イケメン
城の最上階で、魔王は今か今かと待ち構えていた。
愛しのメアリが来るのを…
「ん…??もしかしてあれは…メアリ!?」
何年もたっているがやはり、魔王はメアリを一目見ただけで分かった。
「ふふふ、メアリ…私はずっと待っていたよ…。迎えに行かなければね」
平均男性に比べて随分整った顔に笑みを浮かべた。
「すっ、すみません…誰かいませんか…」
うううう、自分の声の小ささを呪いたい…
なよなよとした声は、当たり前だけど誰にも届いてくれない。
あーぁ。
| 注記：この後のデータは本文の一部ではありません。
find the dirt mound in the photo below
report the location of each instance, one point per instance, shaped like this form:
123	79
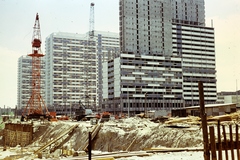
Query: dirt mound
132	134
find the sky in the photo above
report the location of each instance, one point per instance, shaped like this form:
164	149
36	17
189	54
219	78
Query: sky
16	28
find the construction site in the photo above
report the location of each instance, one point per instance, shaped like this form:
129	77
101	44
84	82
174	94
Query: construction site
43	134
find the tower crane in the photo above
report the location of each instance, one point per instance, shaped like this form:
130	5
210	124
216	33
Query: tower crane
36	107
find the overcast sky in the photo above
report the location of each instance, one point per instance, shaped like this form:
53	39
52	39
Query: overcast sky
17	18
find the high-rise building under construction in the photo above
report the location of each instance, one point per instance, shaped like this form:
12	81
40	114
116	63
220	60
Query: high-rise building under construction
73	65
165	50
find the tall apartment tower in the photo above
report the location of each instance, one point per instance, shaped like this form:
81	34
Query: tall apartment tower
24	80
70	72
107	44
72	68
165	50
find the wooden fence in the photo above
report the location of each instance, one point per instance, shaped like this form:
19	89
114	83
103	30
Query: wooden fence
224	145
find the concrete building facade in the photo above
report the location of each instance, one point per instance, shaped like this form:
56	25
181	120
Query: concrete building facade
70	71
73	68
165	50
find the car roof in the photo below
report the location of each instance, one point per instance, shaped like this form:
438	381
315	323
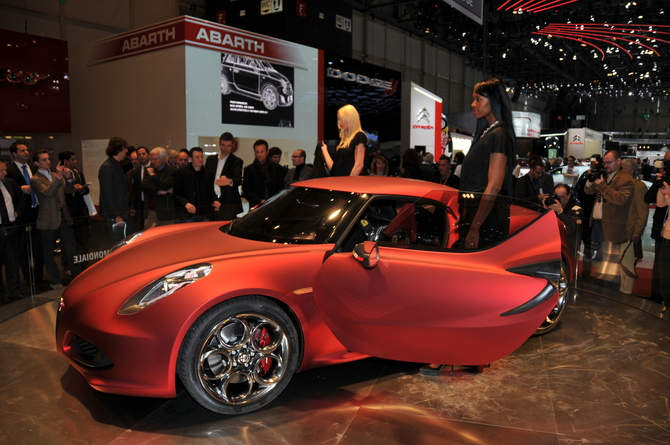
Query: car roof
375	185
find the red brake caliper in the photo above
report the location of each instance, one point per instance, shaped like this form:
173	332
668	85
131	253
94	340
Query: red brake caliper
263	338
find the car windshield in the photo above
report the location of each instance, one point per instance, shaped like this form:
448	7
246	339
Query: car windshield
298	215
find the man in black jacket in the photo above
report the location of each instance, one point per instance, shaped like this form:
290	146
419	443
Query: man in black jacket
193	193
158	185
11	206
227	171
534	186
656	226
262	178
76	203
21	170
114	191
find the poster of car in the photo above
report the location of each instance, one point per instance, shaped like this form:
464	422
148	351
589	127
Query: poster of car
255	92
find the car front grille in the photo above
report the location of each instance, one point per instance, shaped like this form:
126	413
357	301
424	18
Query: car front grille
88	354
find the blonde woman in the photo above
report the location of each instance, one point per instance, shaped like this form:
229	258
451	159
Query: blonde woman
350	154
379	166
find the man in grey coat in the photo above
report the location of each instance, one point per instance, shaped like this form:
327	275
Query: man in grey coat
53	219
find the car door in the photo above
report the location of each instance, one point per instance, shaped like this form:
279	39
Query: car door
429	303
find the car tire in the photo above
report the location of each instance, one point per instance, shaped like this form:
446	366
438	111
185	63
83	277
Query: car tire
239	355
225	85
557	312
269	96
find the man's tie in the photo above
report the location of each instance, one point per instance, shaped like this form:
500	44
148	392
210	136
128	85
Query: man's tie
26	176
3	210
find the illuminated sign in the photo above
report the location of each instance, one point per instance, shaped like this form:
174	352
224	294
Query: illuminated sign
20	76
359	78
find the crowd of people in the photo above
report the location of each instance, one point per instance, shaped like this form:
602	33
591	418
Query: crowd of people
142	188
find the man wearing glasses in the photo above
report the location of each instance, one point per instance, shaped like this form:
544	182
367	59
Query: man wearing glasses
614	191
227	172
300	170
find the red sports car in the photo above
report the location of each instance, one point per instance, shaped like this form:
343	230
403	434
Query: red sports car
328	271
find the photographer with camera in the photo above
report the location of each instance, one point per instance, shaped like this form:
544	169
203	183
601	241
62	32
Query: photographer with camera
663	255
637	221
586	202
657	222
614	190
569	213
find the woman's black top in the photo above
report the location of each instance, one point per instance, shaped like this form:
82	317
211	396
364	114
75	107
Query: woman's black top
345	157
475	169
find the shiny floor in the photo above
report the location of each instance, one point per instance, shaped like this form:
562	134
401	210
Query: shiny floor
602	377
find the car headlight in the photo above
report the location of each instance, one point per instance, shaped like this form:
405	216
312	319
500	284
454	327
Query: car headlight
165	286
126	240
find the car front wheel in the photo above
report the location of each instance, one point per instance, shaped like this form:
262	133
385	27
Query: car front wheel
225	85
269	96
554	316
239	355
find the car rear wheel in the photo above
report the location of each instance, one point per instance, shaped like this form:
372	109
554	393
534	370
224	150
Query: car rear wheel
269	96
225	85
555	315
239	355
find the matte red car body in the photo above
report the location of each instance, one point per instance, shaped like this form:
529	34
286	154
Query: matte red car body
338	319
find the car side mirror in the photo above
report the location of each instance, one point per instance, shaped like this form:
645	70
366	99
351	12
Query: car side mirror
367	253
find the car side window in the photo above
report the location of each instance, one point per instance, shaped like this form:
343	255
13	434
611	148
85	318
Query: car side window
420	224
402	223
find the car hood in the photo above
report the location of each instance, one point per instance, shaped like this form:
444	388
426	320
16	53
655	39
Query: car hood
166	249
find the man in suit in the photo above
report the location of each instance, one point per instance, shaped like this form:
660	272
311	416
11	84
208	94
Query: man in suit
262	178
21	170
75	201
227	171
134	177
609	220
446	176
11	206
193	195
300	170
114	191
158	185
54	219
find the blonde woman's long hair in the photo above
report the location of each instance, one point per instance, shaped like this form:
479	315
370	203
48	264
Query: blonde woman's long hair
349	115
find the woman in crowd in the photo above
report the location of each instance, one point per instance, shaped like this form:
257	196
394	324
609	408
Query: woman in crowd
379	166
350	155
487	171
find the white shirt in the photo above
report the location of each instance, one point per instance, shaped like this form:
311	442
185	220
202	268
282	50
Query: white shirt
46	173
8	203
219	168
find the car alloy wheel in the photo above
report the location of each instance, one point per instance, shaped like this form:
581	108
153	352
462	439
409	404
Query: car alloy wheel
554	316
239	355
269	96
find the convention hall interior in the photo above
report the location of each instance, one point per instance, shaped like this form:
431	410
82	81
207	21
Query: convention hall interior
595	73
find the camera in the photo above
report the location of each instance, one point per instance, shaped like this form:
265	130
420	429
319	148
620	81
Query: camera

帰りたい…。
凹みそうになる心を、なんとか奮いたたせる。
はぁ、とため息をつきそうになったその時、バサァァァァという大きな音と、風が私を襲った。
な、なにこの風…!
風に抵抗しながら顔をあげて見たのは…
イケメン…
いやいやいやいや、は!?!
なんで…えっっっ?!
めちゃめちゃイケメンやないですかーーーい
誰、え、なんでこんな山の上にイケメンがいるの!?
私が戸惑っていたら、イケメンは笑顔を見せて言った。
「待ってたよ、メアリ…!さぁ、おいで?」
手を差しのべられたので思わず握ろうと…した!
いやいやいや、誰ですかあんた!!!
「誰ですか…。どうして私の名前を?」
「ふふふっ、やっぱり覚えていないか。とりあえず城へ入りなよ?そんな質素なドレスじゃなくて…ちゃんとしたの用意するよ」
質素で悪かったなーーーーーーー!!!!!!
てゆか、本当に誰?
私のことを知ってる…?
「あの…私、このお城の魔王様…?に用があるんです。ごめんなさい。貴方に用はないんです」
ふっ、ここまで言ったら大丈夫だろう。
さーて、どーすっかなぁ。
この人、お城に入りな的なこと言ってたから…お城の人?
そんなことを悶々と考えていたら急にぷっ、という吹き出した音がした。
「ふはははははは…っ!やっぱり…メアリは変わってないね…っくくっ…そんなとこも…大好きだ」
きゅんッッッ
くっ…きゅんとしてしまった…
だってこんなイケメンにこんな笑顔で大好きだって言われたら…そりゃ!ね!
仕方ない…んだよ!!!
「だから貴方は…」
「私がメアリが言う…魔王、だよ。君を呼んだのもこの私だ」
……………は?
このイケメンが?
「…な、なに言ってるんですか…私を呼んだって言っても村の一番の美人、でしょう?私じゃないかもしれないじゃないですか」
「だって、君以外にいないだろう?」
ぐっ、っと言葉につまる私を見て、イケメンは妖艶な笑みを浮かべた。
「ふふ、さぁお城に来てもらおうか?悪くはさせないよ?」
いや…騙されるな私…!!!
立ち止まる私にイケメンはん?と微笑む。
…ほんとの魔王がおっさんだったら、このイケメンについていく方がいい…?
そんな思いも浮かんでくる。
阿呆か、私…
けど、どのみち誰かのとこに行かなきゃならない…
だったら…もう、いっか。
小さく歩き出した私を見て満面の笑みでありがとう、とイケメンは呟いた。